Inverse Reinforcement Learning using Revealed Preferences and Passive Stochastic Optimization

This monograph, spanning three chapters, explores Inverse Reinforcement Learning (IRL). The first two chapters view inverse reinforcement learning (IRL) through the lens of revealed preferences from microeconomics while the third chapter studies adaptive IRL via Langevin dynamics stochastic gradient algorithms. Chapter uses classical revealed preference theory (Afriat's theorem and extensions) to identify constrained utility maximizers based on observed agent actions. This allows for the reconstruction of set-valued estimates of an agent's utility. We illustrate this procedure by identifying the presence of a cognitive radar and reconstructing its utility function. The chapter also addresses the construction of a statistical detector for utility maximization behavior when agent actions are corrupted by noise. Chapter 2 studies Bayesian IRL. It investigates how an analyst can determine if an observed agent is a rationally inattentive Bayesian utility maximizer (i.e., simultaneously optimizing its utility and observation likelihood). The chapter discusses inverse stopping-time problems, focusing on reconstructing the continuation and stopping costs of a Bayesian agent operating over a random horizon. We then apply this IRL methodology to identify the presence of a Bayes-optimal sequential detector.
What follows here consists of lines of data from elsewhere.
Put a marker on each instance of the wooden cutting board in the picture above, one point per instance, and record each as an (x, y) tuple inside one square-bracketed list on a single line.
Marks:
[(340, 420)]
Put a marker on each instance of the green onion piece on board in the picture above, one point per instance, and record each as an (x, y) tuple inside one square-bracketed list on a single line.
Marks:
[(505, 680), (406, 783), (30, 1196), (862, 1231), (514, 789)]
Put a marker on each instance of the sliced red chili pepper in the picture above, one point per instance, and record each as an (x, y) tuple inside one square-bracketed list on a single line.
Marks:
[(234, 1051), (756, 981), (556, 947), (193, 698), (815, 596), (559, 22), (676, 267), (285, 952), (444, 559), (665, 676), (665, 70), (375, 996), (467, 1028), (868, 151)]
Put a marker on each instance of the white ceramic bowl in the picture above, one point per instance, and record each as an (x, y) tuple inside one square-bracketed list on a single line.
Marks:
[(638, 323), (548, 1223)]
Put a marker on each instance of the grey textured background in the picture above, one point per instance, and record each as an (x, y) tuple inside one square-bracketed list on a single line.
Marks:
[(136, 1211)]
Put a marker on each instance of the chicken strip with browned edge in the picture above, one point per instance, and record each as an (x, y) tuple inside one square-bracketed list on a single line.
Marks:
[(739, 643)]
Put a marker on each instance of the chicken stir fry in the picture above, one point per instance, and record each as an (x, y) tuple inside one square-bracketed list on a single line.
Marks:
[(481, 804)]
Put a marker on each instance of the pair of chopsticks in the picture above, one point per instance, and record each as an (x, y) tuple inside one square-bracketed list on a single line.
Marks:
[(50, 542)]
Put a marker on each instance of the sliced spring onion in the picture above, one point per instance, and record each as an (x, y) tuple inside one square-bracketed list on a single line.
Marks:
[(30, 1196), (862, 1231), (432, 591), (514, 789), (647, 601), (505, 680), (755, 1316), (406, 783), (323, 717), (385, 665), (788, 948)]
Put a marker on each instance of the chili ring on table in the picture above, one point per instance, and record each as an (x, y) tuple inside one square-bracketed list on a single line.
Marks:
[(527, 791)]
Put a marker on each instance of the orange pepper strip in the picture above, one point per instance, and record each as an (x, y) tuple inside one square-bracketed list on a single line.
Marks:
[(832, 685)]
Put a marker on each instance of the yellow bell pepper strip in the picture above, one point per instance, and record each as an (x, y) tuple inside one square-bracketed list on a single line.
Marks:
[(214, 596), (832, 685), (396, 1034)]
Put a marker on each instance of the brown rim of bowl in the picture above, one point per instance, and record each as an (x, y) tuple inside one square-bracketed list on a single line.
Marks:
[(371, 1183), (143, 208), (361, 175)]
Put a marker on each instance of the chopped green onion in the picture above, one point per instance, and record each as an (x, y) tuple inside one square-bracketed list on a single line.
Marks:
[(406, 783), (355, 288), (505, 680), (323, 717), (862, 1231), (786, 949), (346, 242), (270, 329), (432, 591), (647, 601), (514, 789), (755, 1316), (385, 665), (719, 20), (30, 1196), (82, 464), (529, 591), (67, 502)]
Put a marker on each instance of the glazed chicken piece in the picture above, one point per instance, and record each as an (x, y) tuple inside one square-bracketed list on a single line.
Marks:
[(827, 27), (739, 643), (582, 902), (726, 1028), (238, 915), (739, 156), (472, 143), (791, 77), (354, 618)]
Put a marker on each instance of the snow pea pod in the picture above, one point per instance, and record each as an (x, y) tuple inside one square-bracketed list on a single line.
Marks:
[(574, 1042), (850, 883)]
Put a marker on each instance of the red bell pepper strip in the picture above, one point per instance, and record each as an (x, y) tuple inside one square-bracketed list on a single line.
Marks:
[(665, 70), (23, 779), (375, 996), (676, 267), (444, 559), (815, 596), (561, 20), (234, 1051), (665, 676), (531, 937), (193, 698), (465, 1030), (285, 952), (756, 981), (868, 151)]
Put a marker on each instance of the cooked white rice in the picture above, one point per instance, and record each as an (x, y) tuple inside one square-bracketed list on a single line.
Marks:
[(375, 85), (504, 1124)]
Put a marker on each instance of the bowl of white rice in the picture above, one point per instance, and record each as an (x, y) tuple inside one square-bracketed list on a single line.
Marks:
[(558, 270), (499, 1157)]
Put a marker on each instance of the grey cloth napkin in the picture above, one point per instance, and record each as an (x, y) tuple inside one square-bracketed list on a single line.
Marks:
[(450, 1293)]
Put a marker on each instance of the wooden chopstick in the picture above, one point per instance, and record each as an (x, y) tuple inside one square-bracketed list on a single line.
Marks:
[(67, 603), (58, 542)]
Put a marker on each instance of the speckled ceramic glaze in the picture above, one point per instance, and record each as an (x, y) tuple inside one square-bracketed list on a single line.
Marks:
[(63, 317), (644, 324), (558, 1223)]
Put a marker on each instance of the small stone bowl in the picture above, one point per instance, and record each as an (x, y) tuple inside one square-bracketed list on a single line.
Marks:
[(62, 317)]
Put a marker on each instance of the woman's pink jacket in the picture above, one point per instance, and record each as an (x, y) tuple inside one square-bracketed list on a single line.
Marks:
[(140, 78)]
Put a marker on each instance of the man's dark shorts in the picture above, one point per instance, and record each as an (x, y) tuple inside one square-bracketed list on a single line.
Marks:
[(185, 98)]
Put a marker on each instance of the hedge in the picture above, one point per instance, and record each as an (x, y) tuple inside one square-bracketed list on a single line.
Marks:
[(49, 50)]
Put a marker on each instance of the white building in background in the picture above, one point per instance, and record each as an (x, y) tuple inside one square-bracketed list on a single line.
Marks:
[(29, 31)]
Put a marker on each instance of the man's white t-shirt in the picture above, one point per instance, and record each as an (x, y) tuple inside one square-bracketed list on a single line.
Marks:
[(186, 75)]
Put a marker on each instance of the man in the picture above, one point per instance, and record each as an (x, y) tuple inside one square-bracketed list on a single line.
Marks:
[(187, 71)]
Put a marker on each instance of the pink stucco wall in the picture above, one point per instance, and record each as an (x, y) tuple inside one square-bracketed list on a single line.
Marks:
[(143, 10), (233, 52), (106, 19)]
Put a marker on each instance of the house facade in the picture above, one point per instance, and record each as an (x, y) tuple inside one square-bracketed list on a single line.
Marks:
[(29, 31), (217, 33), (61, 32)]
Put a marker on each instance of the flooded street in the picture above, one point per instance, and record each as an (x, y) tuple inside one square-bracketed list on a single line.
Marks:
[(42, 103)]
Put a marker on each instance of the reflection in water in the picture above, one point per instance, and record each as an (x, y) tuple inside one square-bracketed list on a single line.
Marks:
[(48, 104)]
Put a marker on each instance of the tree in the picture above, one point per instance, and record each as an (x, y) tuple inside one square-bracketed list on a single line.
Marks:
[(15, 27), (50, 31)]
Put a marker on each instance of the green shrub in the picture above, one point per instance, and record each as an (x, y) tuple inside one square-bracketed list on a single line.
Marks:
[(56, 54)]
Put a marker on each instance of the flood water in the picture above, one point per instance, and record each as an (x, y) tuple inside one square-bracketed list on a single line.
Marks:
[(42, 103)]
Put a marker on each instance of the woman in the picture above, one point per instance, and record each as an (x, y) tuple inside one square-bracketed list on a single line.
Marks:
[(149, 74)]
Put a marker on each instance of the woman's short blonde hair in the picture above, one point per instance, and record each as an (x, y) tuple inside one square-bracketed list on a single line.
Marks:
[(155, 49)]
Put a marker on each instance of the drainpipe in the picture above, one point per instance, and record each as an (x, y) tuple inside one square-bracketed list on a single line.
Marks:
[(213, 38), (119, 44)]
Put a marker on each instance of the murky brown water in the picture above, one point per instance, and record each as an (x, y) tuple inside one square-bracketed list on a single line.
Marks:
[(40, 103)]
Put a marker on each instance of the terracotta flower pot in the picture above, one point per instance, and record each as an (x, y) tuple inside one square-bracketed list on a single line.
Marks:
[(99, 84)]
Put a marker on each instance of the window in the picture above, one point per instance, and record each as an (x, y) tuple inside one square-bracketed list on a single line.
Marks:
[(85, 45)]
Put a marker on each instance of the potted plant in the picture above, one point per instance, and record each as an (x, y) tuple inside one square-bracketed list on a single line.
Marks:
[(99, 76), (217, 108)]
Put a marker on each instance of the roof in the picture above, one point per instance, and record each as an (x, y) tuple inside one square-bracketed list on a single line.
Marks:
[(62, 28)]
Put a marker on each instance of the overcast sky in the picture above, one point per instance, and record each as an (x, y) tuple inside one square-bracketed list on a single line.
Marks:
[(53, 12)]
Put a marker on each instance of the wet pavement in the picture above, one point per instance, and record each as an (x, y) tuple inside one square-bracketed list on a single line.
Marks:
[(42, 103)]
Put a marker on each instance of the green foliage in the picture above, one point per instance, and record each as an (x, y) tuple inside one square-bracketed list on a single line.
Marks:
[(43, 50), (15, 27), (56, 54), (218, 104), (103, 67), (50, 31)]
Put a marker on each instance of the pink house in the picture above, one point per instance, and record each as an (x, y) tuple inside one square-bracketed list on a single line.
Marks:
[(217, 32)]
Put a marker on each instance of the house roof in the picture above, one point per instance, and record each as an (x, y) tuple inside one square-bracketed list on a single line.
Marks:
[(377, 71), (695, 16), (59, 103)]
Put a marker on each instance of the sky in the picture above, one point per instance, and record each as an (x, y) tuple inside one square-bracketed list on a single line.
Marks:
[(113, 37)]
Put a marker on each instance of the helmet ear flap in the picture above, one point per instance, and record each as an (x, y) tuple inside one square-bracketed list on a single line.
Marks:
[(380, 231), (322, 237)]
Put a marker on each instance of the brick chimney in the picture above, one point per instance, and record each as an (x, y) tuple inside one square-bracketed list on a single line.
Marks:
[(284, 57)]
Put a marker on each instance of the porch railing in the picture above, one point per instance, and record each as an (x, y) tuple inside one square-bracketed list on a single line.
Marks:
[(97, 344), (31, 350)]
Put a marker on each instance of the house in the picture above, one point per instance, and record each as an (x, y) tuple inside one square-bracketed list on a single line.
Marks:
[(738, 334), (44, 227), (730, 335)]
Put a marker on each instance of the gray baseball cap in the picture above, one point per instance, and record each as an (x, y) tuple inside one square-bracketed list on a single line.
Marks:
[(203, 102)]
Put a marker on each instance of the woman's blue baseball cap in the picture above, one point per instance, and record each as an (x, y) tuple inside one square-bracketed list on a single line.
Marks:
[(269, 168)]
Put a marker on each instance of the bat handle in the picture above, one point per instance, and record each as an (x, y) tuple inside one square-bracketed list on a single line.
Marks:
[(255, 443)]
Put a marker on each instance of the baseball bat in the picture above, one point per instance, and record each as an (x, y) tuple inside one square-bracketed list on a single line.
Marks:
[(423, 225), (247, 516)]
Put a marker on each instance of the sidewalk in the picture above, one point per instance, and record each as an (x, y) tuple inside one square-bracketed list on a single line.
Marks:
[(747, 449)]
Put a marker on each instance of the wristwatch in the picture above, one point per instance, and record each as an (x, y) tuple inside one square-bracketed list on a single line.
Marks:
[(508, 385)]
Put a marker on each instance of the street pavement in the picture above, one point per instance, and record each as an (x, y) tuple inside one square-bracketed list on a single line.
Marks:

Additionally, Chapter 2 provides a concise overview of discrete choice models, inverse Bayesian filtering, and inverse stochastic gradient algorithms for adaptive IRL. Finally, Chapter 3 introduces an adaptive IRL approach utilizing passive Langevin dynamics. This method aims to track time-varying utility functions given noisy and misspecified gradients. In essence, the adaptive IRL algorithms presented in Chapter 3 can be conceptualized as inverse stochastic gradient algorithms, as they learn the utility function in real-time while a stochastic gradient algorithm is in operation.